Third, trimodal therapy was associated with increased costs after considering survival and intensity effects. Health care costs and utilization analyses have the inherent limitation of censoring bias, with an inability to observe all patients until the end treatment or death.15 Propensity-score matching and IPTW attempt to match patients according to known confounders; however, these methods cannot by themselves distinguish between the association of covariates with survival and the intensity of use that jointly determine costs.15 Using robust statistical methods and considering survival and intensity effects, we observed an increased mean first-year cost of $136 935 (95% CI, $122 131-$152 115) per patient treated with trimodal therapy than radical cystectomy.
Limitations
Our findings must be considered within the context of the study design. First, patients enrolled in this study were age 66 to 85 years old. While most patients with bladder cancer receive their diagnosis in their 60s or later, our findings may not be generalizable to younger patients. Second, we did not capture clinician and hospital-level data and cannot comment on observed differences according to these predictors. We used previously accepted methods to capture total Medicare costs and cannot determine costs directly associated with bladder cancer using administrative claims data.11 Third, while we attempted to control for the inherent selection bias and other confounders in this retrospective study using an IPTW-weighted model, we acknowledge the limitations in using such a study design, such as unmeasured confounding.

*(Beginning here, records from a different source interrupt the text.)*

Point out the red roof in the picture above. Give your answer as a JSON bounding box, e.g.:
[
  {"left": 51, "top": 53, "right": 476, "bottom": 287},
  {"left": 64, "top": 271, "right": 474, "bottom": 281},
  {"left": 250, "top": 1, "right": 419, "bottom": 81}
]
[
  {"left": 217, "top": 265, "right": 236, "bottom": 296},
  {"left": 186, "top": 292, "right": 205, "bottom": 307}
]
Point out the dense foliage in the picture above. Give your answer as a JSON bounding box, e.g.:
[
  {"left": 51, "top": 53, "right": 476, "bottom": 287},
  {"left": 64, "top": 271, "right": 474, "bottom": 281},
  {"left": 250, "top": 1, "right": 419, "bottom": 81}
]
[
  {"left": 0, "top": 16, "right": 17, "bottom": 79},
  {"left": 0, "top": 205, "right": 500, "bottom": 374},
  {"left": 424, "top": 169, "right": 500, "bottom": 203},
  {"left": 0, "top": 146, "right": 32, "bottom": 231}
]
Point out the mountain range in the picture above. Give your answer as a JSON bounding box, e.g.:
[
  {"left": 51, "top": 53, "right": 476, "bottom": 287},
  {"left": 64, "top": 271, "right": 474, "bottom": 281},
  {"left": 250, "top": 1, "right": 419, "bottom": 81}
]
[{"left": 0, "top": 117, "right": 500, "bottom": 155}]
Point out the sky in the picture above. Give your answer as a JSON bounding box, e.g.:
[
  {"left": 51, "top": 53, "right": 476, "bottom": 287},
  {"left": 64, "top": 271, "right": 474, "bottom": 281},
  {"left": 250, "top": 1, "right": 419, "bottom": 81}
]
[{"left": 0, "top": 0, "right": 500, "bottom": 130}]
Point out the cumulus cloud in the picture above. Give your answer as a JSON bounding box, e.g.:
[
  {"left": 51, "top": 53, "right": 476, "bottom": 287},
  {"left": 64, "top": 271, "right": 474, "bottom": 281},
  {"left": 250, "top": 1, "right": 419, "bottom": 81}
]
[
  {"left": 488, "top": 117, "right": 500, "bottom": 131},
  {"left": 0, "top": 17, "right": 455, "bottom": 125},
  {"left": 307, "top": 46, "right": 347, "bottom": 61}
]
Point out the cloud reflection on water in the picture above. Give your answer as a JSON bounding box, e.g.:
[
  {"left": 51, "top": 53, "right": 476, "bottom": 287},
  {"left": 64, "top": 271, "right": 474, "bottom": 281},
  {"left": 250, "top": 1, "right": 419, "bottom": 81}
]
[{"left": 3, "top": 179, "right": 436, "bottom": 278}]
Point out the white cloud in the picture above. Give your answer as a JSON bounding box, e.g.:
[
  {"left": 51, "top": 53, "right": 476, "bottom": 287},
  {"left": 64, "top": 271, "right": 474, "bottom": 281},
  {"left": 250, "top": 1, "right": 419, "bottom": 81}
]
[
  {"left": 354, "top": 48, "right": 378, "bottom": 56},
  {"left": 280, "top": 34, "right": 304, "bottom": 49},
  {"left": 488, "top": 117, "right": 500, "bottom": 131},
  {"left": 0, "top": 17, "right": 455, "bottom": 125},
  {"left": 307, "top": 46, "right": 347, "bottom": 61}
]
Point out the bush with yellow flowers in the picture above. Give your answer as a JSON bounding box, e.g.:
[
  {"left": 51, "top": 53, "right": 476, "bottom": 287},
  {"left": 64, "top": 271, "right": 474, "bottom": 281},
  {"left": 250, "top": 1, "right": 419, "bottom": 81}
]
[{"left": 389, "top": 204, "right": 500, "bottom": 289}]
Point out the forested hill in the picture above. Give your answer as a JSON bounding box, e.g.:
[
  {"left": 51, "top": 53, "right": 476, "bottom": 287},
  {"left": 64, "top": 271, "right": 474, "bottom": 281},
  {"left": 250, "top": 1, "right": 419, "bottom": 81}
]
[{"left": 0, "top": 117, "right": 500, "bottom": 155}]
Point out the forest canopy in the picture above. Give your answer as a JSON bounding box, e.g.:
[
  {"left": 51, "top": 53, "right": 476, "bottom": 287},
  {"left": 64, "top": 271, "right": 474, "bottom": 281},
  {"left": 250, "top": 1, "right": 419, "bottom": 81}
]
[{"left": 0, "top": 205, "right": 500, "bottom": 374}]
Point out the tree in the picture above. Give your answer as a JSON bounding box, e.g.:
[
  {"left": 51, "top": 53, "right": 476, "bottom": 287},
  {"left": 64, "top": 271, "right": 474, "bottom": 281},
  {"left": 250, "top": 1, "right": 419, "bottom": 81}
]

Fourth, we used IPTW while considering informative censoring of the cost outcome as well as the incremental effects of survival and intensity of treatment. Despite using these methods with descriptive information of attributed cost categories, this article compares costs and is not a cost-effectiveness study, which would incorporate quality-of-life years gained. Moreover, with increased adoption of robotic surgery, our findings may underestimate costs of surgery in the modern era. Finally, we added costs up to 365 days from diagnosis date and further long-term “global cost of care” assessments are needed.38
Conclusions
In a population-based cohort, trimodal therapy was associated with increased costs and decreased survival compared with radical cystectomy. Differences in costs were largely attributed to medication and radiology expenses that were associated with trimodal therapy; when considering the effects of survival and intensity of use, there was a mean excess spending of $136 935 per patient per year for trimodal therapy compared with radical cystectomy. Extrapolating this mean cost difference to the total US population resulted in an excess spending of $468 million for trimodal therapy compared with radical cystectomy for patients who received a diagnosis in 2017. Patients who underwent radical cystectomy who received neoadjuvant chemotherapy had increased costs compared with trimodal therapy. In addition to cost containment for cancer care, and in particular anticancer medications, these findings suggest the need for improved survival and quality-of-life years gained to justify using trimodal therapy to manage bladder cancer.